Se trata de una obra muy recomendable en la que, curiosamente, no se apuesta totalmente por las tesis defendidas por la autora científica. Hay matices, muchos matices, en todo lo que afecta al envejecimiento, y las discrepancias entre las corrientes de opinión de los científicos se plasman aquí con elegancia. Eso se nota sobre todo en las entrevistas que salpican casi todos los capítulos. ¿Es realmente una enfermedad el envejecimiento? ¿Es el efecto de la telomerasa una panacea para todas las enfermedades que están asociadas con él? Pero sobre todo hay una pregunta que destaca, no por ser centro de controversias en el libro, sino por todo lo contrario, su ausencia: ¿tiene sentido prolongar la vida más allá del siglo? Tanto por el interés social, como por el personal e incluso por el económico, sería fantástico si pudiéramos alargar las décadas de buena salud. Llegar en plena forma a los noventa años es un sueño al que nos apuntaríamos muchos.
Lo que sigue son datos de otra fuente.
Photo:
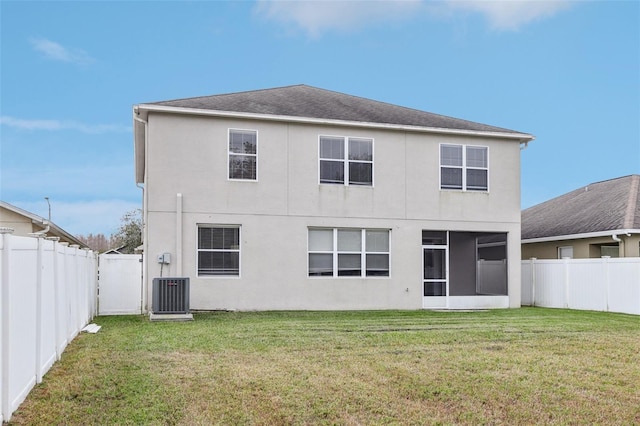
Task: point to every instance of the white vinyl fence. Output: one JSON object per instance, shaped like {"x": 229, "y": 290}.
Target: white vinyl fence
{"x": 47, "y": 295}
{"x": 120, "y": 284}
{"x": 605, "y": 284}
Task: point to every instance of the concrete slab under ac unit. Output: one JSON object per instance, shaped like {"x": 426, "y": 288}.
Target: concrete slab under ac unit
{"x": 170, "y": 317}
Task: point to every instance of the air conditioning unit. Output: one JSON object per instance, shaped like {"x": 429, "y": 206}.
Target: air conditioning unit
{"x": 170, "y": 296}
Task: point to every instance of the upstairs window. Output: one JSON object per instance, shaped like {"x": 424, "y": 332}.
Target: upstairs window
{"x": 243, "y": 154}
{"x": 346, "y": 161}
{"x": 464, "y": 167}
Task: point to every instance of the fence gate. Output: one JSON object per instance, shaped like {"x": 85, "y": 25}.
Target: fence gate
{"x": 119, "y": 284}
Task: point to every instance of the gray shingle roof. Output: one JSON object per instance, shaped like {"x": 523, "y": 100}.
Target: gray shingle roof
{"x": 312, "y": 102}
{"x": 602, "y": 206}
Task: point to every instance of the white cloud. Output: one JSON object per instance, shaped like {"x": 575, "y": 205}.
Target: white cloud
{"x": 82, "y": 217}
{"x": 510, "y": 14}
{"x": 318, "y": 16}
{"x": 29, "y": 124}
{"x": 58, "y": 52}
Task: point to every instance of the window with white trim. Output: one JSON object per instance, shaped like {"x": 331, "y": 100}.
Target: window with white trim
{"x": 346, "y": 160}
{"x": 243, "y": 154}
{"x": 337, "y": 252}
{"x": 464, "y": 167}
{"x": 565, "y": 252}
{"x": 218, "y": 251}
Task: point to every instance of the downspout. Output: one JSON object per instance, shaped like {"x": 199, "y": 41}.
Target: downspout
{"x": 179, "y": 235}
{"x": 620, "y": 242}
{"x": 143, "y": 299}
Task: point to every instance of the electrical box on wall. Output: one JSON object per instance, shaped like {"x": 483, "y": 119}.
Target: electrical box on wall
{"x": 164, "y": 258}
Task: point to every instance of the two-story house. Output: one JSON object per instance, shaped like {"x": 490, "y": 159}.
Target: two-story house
{"x": 303, "y": 198}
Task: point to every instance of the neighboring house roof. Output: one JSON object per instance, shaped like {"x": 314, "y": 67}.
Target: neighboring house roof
{"x": 41, "y": 223}
{"x": 598, "y": 208}
{"x": 302, "y": 103}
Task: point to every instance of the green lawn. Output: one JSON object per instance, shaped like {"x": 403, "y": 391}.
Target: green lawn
{"x": 518, "y": 366}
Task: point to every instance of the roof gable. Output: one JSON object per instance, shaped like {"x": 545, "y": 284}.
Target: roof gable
{"x": 312, "y": 102}
{"x": 602, "y": 206}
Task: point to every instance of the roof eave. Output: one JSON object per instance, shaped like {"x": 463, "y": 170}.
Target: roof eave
{"x": 143, "y": 110}
{"x": 597, "y": 234}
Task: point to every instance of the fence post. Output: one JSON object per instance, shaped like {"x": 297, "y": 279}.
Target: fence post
{"x": 5, "y": 398}
{"x": 56, "y": 299}
{"x": 565, "y": 262}
{"x": 39, "y": 265}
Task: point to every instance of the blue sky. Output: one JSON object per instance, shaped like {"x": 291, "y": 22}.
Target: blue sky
{"x": 566, "y": 72}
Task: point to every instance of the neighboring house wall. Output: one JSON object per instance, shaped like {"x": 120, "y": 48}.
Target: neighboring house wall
{"x": 188, "y": 155}
{"x": 584, "y": 248}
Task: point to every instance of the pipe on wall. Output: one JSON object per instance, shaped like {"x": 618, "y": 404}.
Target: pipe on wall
{"x": 178, "y": 234}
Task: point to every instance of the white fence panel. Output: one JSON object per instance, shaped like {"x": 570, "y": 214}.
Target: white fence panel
{"x": 589, "y": 284}
{"x": 47, "y": 295}
{"x": 546, "y": 272}
{"x": 20, "y": 362}
{"x": 624, "y": 285}
{"x": 586, "y": 285}
{"x": 120, "y": 284}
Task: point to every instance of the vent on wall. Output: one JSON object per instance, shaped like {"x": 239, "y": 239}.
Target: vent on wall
{"x": 170, "y": 296}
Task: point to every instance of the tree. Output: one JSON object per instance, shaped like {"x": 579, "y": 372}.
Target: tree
{"x": 129, "y": 235}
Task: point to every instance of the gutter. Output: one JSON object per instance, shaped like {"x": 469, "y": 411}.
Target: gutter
{"x": 612, "y": 233}
{"x": 144, "y": 109}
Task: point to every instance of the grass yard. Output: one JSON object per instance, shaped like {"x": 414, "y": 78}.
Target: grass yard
{"x": 517, "y": 366}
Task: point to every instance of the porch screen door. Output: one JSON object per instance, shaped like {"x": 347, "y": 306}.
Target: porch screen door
{"x": 434, "y": 265}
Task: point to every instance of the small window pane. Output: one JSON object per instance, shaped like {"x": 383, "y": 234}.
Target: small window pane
{"x": 476, "y": 180}
{"x": 332, "y": 148}
{"x": 476, "y": 156}
{"x": 360, "y": 173}
{"x": 349, "y": 265}
{"x": 320, "y": 264}
{"x": 360, "y": 149}
{"x": 218, "y": 263}
{"x": 451, "y": 155}
{"x": 242, "y": 142}
{"x": 451, "y": 178}
{"x": 435, "y": 288}
{"x": 434, "y": 238}
{"x": 349, "y": 240}
{"x": 377, "y": 265}
{"x": 377, "y": 241}
{"x": 321, "y": 240}
{"x": 565, "y": 252}
{"x": 230, "y": 238}
{"x": 331, "y": 172}
{"x": 242, "y": 167}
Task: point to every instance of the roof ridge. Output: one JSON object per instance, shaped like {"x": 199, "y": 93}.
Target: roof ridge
{"x": 632, "y": 202}
{"x": 227, "y": 94}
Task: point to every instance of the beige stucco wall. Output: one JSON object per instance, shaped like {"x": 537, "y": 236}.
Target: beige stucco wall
{"x": 582, "y": 248}
{"x": 188, "y": 155}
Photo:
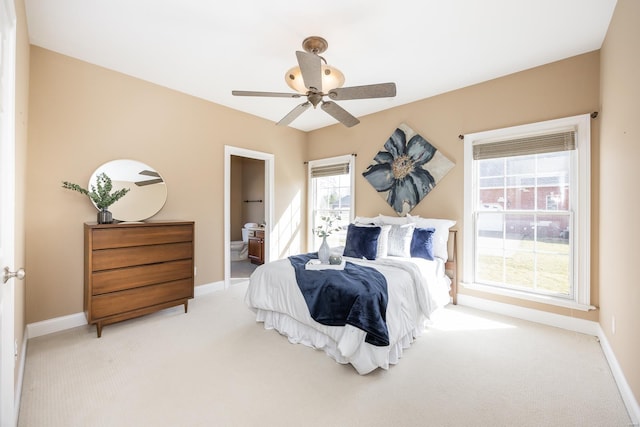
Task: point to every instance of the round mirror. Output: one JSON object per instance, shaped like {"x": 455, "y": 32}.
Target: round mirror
{"x": 147, "y": 190}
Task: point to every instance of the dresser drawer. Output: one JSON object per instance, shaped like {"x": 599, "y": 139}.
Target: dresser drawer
{"x": 116, "y": 303}
{"x": 106, "y": 238}
{"x": 105, "y": 259}
{"x": 134, "y": 277}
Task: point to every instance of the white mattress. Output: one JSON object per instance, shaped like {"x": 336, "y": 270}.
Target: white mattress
{"x": 416, "y": 288}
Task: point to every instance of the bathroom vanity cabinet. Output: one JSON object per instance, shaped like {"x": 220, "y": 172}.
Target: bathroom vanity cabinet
{"x": 132, "y": 269}
{"x": 256, "y": 246}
Sin embargo, más allá, a los cien, ciento diez, ciento veinte… ¿qué nos espera? ¿Vale la pena quién lo quiere o quién no? ¿Quién lo tiene que pagar? Entiendo que el libro no se interesa por estas cuestiones, porque considera que, en lo referente a la longevidad, cuanta más, mejor. Pero quizá para muchos de los lectores, así como para muchos investigadores entre los que me incluyo, si el título de este libro tuviera que describir más un deseo y no tanto una meta del tiempo máximo que podremos vivir, el libro se habría podido titular –hablo por mí– «Morir joven, a los 100». Yo creo que vivir nueve o diez décadas no está mal, nos evita el drama de ver morir a los hijos (¿cuántos años tendrían nuestros hijos si nosotros viviéramos 140 años?) y, por qué no decirlo, deja sitio en nuestro agotado planeta para las nuevas generaciones: los niños que están naciendo ahora mismo, muchos de los cuales, sobre todo las niñas, serán, con certeza, centenarios con una salud más que razonable.